Ian Ryan Fitzner-Leblanc (born August 9, 1984, in Halifax, Nova Scotia) is a Canadian curler.

As a junior curler, Fitzner-Leblanc skipped the Nova Scotia team at the 2005 Canadian Junior Curling Championships. There, he led his team to a 9-3 record, good enough for third place. This qualified the rink for the semi-final, where they lost to Ontario, skipped by Mark Bice.

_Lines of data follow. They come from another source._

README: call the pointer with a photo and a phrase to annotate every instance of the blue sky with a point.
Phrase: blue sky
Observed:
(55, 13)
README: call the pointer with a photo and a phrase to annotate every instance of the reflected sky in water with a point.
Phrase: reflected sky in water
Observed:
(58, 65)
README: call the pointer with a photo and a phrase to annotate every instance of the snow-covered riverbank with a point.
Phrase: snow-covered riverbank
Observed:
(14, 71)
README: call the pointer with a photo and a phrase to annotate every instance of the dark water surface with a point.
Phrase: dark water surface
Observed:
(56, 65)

After juniors, Fitzner-Leblanc formed a men's team. He won his first provincial championship in 2010, sending him and his rink to the 2010 Tim Hortons Brier, held in his hometown of Halifax. He led the Nova Scotian team to a 3-8 record, missing the playoffs.

Fitzner-Leblanc joined the Paul Flemming rink for the 2012-13 season, throwing fourth stones for the team. That season, Fitzner-Leblanc would play in his first Grand Slam event, the 2012 ROGERS Masters of Curling. The team also won the Nova Scotia men's championship, sending Fitzner-Leblanc to his second Brier. At the 2013 Tim Hortons Brier, the team won just one game, finishing tied for last place. After the season, Flemming left the team, and Fitzner-Leblanc took over skipping duties.

==Personal life==
He currently lives in Milton, Ontario.

His grandfather, Bob Fitzner, was the skip of team Nova Scotia at the 1977 Macdonald Brier.